Moneybox

Bikini Kill on the Virtues of Corporate Coffee

Staff work behind the counter of India’s first newly-inaugurated Starbucks outlet in Mumbai on October 19, 2012.

Photo by PUNIT PARANJPE/AFP/Getty Images

It’s easy for coffee snobs to hate on Starbucks, but as this excellent Bikini Kill oral history observes it’s unquestionably been a force for coffee progress in the United States:

Washington’s coffee options were bleak. So the transplants endured Folgers from Safeway until [Tobi] Vail’s mom started mailing oversize bags of beans from home. [Kathleen] Hanna remembers when the first neighborhood Starbucks opened, “Everyone was like, ‘Corporations are taking over the world!’ and we were like, ‘Woo-hoo!’ ”

This is often the case with big chains. Barnes & Noble* or the late Borders weren’t as good as the very best independent bookstores in the country, but in the median American community their arrival was a step forward. Such is the genius of the major chain. The worst coffee shop or bookstore or whatever is the one that doesn’t exist at all, it’s only by bringing ideas to scale that you can achieve ubiquity.

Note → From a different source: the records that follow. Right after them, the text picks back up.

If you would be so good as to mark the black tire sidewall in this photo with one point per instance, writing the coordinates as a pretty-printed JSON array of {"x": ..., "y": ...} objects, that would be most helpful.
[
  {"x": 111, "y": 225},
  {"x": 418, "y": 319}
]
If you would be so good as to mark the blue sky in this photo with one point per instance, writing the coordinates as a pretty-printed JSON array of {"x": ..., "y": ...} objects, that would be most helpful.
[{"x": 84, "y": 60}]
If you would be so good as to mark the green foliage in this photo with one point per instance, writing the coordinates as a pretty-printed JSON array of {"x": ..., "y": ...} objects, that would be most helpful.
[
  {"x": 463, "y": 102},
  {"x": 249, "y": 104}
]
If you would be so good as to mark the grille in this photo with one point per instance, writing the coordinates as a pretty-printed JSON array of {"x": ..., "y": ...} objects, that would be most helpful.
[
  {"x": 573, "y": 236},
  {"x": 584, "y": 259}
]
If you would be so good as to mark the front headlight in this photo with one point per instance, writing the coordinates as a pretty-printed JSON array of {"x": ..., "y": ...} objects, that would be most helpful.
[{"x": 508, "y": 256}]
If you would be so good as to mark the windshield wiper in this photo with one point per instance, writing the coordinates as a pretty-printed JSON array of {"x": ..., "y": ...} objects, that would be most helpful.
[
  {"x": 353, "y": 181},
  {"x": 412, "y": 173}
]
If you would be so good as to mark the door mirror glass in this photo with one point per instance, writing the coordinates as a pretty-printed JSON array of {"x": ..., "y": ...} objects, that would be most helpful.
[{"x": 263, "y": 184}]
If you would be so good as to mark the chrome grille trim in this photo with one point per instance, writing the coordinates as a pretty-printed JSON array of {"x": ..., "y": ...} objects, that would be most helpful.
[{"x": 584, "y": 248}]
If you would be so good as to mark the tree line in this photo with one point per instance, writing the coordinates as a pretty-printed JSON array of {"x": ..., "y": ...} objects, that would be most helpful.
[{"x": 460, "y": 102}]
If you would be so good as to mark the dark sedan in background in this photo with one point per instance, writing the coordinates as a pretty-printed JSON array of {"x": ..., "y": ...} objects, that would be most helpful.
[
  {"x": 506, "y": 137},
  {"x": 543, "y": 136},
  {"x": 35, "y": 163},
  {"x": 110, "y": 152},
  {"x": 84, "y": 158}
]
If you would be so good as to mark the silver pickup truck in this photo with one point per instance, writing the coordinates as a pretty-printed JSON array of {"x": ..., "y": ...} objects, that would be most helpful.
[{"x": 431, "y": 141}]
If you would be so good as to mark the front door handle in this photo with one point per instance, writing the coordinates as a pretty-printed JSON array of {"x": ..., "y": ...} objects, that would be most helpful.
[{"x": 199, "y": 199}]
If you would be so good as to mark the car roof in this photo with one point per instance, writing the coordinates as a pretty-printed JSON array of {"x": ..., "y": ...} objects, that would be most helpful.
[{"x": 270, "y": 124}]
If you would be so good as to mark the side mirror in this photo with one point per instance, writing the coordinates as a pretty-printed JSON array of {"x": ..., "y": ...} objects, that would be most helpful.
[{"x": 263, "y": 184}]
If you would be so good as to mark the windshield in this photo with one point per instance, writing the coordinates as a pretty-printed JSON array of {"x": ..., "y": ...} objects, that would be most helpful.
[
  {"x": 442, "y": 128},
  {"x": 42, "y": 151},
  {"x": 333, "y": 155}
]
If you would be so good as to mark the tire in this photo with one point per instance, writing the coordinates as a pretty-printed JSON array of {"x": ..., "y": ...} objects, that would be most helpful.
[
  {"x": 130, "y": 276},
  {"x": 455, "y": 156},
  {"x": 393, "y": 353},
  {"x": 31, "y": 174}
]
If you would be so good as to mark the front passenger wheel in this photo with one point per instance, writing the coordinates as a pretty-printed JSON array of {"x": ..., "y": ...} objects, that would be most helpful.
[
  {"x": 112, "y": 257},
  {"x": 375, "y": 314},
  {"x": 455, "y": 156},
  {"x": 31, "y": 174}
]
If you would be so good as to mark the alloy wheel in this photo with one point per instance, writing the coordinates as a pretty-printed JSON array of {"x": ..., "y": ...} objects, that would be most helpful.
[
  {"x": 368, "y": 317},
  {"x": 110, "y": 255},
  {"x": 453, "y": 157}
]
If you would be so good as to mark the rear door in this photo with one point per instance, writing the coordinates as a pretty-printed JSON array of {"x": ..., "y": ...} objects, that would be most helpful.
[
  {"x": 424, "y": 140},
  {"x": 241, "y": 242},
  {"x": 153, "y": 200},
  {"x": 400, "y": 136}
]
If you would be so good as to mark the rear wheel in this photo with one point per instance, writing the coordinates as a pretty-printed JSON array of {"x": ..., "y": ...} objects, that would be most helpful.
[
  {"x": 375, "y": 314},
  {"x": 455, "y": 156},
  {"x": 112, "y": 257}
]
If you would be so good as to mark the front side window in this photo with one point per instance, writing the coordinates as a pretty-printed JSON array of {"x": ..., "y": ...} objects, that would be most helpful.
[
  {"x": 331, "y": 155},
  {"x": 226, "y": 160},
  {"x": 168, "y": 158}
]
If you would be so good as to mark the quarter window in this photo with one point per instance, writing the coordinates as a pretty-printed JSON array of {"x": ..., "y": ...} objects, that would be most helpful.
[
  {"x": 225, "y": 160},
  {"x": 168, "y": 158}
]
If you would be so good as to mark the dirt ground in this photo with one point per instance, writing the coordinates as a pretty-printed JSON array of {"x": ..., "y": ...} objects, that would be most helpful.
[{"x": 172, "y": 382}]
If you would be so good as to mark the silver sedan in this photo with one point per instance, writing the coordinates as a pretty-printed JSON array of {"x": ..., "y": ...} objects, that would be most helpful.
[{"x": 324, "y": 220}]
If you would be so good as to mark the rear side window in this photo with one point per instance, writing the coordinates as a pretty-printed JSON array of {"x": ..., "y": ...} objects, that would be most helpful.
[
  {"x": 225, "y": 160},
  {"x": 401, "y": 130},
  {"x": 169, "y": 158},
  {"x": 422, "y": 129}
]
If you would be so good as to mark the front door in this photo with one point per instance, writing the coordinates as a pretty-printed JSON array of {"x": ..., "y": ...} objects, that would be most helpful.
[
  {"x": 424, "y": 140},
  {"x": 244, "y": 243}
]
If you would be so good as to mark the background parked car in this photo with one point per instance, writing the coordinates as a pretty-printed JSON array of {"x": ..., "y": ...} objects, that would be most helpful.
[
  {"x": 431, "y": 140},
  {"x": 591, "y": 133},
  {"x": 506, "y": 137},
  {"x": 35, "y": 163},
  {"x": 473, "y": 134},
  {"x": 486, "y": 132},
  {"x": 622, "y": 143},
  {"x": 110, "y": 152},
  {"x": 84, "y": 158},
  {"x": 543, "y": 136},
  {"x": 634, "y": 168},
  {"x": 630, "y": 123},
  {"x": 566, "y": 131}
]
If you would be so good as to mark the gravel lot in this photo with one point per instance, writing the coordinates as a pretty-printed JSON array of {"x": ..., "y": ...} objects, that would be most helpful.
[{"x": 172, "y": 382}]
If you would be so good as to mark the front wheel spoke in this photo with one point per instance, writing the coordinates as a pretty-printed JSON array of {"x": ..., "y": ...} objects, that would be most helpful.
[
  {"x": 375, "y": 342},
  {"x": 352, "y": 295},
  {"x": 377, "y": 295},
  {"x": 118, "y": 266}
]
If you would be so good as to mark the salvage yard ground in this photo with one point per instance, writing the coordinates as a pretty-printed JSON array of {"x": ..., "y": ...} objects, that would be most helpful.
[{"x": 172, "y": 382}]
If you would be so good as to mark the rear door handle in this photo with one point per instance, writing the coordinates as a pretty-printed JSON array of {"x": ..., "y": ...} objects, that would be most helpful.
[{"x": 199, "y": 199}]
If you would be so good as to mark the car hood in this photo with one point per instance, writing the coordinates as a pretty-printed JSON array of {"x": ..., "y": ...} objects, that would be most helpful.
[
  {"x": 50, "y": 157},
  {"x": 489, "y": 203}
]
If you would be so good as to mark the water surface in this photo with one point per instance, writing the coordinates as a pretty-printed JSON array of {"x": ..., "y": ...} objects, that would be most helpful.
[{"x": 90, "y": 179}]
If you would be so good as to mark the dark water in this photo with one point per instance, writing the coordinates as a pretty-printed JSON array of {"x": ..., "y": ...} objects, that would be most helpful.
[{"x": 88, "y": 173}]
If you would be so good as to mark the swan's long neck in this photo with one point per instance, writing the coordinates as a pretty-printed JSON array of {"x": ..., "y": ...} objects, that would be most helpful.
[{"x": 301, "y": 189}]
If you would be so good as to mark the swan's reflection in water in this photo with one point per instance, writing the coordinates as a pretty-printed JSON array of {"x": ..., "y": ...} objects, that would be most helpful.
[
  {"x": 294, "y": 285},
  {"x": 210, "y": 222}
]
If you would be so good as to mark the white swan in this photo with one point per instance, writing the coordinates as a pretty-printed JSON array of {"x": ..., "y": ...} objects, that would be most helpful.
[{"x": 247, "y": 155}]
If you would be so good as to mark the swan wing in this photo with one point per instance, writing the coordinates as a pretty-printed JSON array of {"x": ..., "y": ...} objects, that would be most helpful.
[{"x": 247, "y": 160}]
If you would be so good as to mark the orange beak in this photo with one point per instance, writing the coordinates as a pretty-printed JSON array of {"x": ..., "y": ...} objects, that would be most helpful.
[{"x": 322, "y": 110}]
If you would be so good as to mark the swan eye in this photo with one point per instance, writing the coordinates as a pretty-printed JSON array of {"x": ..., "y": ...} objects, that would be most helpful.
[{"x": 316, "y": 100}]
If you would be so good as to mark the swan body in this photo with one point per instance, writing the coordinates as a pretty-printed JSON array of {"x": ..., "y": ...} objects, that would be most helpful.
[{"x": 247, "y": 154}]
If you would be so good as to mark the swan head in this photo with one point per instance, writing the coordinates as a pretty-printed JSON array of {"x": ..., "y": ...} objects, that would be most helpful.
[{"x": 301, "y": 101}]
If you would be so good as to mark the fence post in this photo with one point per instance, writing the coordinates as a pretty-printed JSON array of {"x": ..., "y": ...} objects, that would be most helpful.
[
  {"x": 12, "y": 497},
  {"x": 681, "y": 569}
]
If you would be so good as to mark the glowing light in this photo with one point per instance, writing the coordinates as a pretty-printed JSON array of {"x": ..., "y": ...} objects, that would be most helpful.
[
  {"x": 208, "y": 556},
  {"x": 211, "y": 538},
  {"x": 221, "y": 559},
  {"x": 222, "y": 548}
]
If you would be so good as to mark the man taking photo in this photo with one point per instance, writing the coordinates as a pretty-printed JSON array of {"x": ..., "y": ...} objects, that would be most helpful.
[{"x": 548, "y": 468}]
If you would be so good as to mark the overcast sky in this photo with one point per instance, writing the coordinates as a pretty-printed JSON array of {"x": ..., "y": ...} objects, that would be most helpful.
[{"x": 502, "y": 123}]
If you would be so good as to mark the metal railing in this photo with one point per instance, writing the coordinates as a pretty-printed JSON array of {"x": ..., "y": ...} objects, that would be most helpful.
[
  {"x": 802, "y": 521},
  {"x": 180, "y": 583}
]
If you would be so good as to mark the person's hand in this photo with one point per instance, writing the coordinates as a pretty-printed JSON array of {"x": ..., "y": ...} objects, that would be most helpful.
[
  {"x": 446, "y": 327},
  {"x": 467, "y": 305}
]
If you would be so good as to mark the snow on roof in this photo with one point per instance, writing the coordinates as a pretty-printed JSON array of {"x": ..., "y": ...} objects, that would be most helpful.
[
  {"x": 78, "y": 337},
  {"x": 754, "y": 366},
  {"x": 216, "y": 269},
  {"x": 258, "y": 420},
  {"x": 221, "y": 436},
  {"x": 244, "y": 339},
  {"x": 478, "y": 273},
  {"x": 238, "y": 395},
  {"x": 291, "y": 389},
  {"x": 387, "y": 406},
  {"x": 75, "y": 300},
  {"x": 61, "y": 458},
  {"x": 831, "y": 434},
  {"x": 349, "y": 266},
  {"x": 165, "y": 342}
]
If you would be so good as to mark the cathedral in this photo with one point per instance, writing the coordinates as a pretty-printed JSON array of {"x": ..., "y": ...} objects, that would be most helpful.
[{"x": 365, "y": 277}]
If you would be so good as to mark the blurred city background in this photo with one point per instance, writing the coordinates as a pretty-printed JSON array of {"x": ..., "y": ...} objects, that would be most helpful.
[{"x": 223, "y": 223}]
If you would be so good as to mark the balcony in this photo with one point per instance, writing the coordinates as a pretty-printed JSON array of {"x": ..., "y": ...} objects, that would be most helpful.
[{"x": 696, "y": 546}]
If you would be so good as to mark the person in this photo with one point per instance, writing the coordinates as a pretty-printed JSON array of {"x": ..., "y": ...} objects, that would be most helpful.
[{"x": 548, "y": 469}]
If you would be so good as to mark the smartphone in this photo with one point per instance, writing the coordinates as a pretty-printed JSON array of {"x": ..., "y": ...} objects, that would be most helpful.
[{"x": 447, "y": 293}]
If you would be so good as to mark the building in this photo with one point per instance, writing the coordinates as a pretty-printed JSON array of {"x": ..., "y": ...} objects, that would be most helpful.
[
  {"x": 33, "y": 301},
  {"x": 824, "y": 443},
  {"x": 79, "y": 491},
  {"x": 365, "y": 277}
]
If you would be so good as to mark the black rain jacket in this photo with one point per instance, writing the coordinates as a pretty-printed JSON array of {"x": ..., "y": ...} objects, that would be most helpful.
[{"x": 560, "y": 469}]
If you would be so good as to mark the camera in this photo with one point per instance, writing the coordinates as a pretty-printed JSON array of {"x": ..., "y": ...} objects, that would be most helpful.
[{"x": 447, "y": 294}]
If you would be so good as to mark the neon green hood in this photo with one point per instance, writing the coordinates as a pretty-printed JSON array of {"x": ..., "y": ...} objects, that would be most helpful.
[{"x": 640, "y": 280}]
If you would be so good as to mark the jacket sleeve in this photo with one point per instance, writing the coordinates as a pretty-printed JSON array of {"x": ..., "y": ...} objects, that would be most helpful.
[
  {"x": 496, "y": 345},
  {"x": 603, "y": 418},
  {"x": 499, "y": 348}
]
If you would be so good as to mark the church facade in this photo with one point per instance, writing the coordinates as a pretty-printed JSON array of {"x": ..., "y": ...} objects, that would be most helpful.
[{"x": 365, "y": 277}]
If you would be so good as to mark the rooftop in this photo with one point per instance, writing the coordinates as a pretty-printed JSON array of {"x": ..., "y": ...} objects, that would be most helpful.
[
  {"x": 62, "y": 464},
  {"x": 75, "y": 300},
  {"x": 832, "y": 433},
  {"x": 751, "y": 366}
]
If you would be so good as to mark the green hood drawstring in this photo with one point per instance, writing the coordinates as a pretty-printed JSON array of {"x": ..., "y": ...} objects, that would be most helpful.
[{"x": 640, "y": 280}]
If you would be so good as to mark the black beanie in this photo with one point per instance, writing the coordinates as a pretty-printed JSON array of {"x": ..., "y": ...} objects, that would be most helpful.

The best thing about it is that by creating ubiquitous markets for higher-end coffee products, Starbucks has built a bold new American landscape where in towns all across the country people try to out-compete Starbucks by launching independent coffee shops that are superior along one or more dimensions. The bar, once set, is further raised by competition.

Correction, Nov. 19: This post originally misspelled Barnes & Noble.